After removing the existing circuitry, the case was measured and drilled to mount the power supply and current limiter board on short stand-offs. I also fabricated a separator from light aluminum sheet, hand bending the top and bottom flanges under a straightedge. Computer power supply cases usually have a C14 power inlet included in the case, allowing the use of a standard IEC power cord. My case had one with an RFI filter included, so it was reused. The power supply has input filtering, but an additional filter is worthwhile. In this application, its purpose isn’t to filter the incoming AC as much as it is to reduce outgoing noise into the AC line. The filters work equally well in either direction. If you don’t have one, they are often available at surplus electronics dealers at low cost.
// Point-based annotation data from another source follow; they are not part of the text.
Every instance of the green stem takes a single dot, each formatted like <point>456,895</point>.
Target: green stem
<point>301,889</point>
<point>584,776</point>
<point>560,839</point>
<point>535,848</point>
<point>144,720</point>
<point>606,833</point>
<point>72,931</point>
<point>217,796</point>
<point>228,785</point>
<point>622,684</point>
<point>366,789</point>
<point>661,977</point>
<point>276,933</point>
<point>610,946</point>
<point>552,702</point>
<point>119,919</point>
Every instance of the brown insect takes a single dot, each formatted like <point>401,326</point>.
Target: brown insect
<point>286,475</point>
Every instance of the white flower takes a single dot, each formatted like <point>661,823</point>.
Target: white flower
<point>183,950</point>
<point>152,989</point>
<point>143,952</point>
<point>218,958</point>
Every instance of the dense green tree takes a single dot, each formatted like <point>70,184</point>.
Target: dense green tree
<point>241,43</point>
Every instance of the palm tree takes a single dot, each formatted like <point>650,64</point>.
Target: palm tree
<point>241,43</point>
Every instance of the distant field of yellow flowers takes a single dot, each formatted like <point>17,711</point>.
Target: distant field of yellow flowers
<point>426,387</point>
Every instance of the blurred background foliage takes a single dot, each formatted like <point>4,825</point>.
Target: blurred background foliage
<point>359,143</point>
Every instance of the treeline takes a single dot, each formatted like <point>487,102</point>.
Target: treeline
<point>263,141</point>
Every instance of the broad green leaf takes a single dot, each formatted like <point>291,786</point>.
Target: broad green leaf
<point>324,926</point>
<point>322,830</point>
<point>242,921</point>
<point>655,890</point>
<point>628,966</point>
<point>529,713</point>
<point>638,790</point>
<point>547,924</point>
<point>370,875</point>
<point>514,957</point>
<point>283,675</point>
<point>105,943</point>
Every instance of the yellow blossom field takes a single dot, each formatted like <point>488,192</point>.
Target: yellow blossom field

The power supply has separate ground connections located at two mounting holes on one side of the board. Both must be grounded, or output noise will be increased. I used ring terminals with a wire for attaching both board ground connections and the AC ground to a single common point on the chassis. No other ground connections are needed on the power supply side or DC output side.
Current Limiter and Output
There are only four components in the basic limiter circuit (schematic at right), so it could be built numerous ways. I did a PCB layout (next image down) and etched the single-sided board at home.
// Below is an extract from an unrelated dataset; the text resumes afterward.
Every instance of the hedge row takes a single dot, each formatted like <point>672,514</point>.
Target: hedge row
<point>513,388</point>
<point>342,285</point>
Click the following links for a download of the PCB layout files (they’re small). The .PCB file is for ExpressPCB and the .RRB file is for Copper Connection. The limiter circuit could also be built on perfboard or even on a couple terminal strips. The schematic shows the limiter components, as well as an optional LED and the filter capacitors. I chose not to mount the capacitors on the board, but on a separate terminal strip, allowing the use of components that were on hand. My indicator LED is mounted on the case cover. The completed current limiter board is shown below right.
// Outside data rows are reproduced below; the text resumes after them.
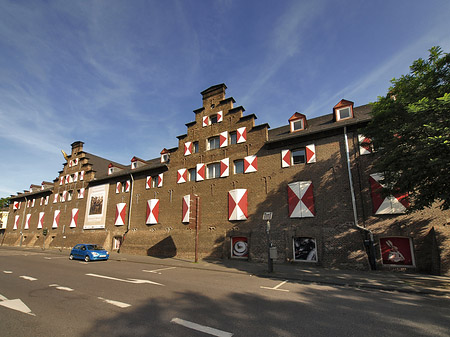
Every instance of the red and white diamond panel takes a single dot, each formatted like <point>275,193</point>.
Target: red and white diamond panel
<point>74,220</point>
<point>186,209</point>
<point>301,199</point>
<point>56,219</point>
<point>225,167</point>
<point>237,204</point>
<point>181,176</point>
<point>250,164</point>
<point>121,211</point>
<point>396,204</point>
<point>241,135</point>
<point>152,211</point>
<point>187,148</point>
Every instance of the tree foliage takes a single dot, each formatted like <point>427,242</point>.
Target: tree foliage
<point>410,131</point>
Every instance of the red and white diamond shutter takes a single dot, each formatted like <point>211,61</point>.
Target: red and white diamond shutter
<point>223,139</point>
<point>27,222</point>
<point>201,172</point>
<point>121,210</point>
<point>181,176</point>
<point>56,218</point>
<point>16,222</point>
<point>301,199</point>
<point>225,167</point>
<point>186,209</point>
<point>41,220</point>
<point>285,158</point>
<point>152,211</point>
<point>241,135</point>
<point>364,145</point>
<point>187,148</point>
<point>396,204</point>
<point>237,204</point>
<point>74,219</point>
<point>250,164</point>
<point>310,153</point>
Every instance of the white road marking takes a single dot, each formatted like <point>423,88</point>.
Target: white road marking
<point>130,280</point>
<point>276,287</point>
<point>15,304</point>
<point>157,271</point>
<point>60,287</point>
<point>202,328</point>
<point>116,303</point>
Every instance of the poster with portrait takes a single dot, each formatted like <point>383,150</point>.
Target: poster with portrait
<point>96,207</point>
<point>397,251</point>
<point>239,247</point>
<point>305,249</point>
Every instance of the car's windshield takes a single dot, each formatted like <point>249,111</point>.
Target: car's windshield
<point>95,247</point>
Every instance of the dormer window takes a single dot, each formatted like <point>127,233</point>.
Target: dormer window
<point>297,122</point>
<point>164,156</point>
<point>343,110</point>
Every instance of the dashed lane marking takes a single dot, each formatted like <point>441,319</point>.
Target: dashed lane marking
<point>116,303</point>
<point>157,271</point>
<point>277,287</point>
<point>202,328</point>
<point>56,286</point>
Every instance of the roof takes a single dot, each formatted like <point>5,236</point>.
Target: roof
<point>320,124</point>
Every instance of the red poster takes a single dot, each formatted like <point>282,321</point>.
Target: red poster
<point>397,251</point>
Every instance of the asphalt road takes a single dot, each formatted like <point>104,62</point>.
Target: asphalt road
<point>45,294</point>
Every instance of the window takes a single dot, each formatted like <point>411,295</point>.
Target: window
<point>298,156</point>
<point>233,137</point>
<point>344,113</point>
<point>238,166</point>
<point>213,143</point>
<point>213,170</point>
<point>192,174</point>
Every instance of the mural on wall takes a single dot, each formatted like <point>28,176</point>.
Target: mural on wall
<point>397,251</point>
<point>239,247</point>
<point>96,211</point>
<point>305,249</point>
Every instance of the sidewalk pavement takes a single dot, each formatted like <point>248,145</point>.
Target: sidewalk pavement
<point>380,280</point>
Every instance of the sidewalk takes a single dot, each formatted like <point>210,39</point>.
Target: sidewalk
<point>380,280</point>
R1: Sets the limiting current of the circuit. The board layouts show mounting for two resistors in parallel. This was done to experiment and determine the effects of various resistor values. A value of 0.12 ohms allows consistent starts and has little effect on warm-up time. However it delivers 5.7 amps, which is the short term maximum current available from the power supply. Two parallel 0.33 ohm resistors as shown (or 0.165 ohms), passes 4.25 amps, and roughly doubles the normal heater warm-up time. A single 0.15 ohm resistor (an E24 value) passes 4.7 amps, and is a good compromise.
RF4905 P-Channel MOSFET: This will generate considerable heat when limiting current, although nearly none after that, so it should be mounted on a fairly thick heatsink. I used a piece of 1” X 1” X 1” aluminum channel, as seen in the picture. A smaller heatsink could be used, depending on the desired warm-up time, and current drawn.
Output Wiring and Amplifier Connector: I cut the ends off an 18 AWG, IEC (computer) power cord, and attached it to the terminal strip mounting the filter capacitors. I will be using about 18” of wire, but IEC cords are readily available in 16 and 14 AWG for longer distances. My connection to the power amplifier will be via a Speakon NL4FC plug and compatible NL4MP chassis jack (below). This locking assembly is well suited for this purpose, but of course there are many other connectors that can be used.